O fato é que, discretos, os dirigentes do Grupo Zahran ainda não explicitaram, em caráter oficial, o que irão fazer. Um deles já manteve uma conversa com o governador de Goiás, Daniel Vilela. Mas não fizeram nenhuma tratativa sobre questões comerciais nem com o governo do Estado nem com a Prefeitura de Goiânia — dois grandes anunciantes.

Nas redações de “O Popular” e da TV Anhanguera comenta-se que o Grupo Zahran assumirá o Grupo Jaime Câmara — cujo nome tende a ser extinto — no dia 1º de agosto. Porém, uma fonte assegura que assumirá na segunda-feira, 27 de julho.
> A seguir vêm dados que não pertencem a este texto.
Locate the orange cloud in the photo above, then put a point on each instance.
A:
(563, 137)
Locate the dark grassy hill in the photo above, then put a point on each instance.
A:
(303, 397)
Inicialmente, os novos dirigentes assumirão a operação financeira, com a saída de quase toda a equipe dirigida por Júnior Câmara, notadamente o CEO, Breno Machado. O vice-presidente de Negócios (nome chique para diretor comercial), Ronaldo Borges Ferrante, ficará por mais tempo para completar a transição. Desde há algum tempo, é o grande operador da empresa. O diretor Jurídico e Relações Institucionais, Guliver Augusto Leão, também deixará a empresa, de acordo com a fonte.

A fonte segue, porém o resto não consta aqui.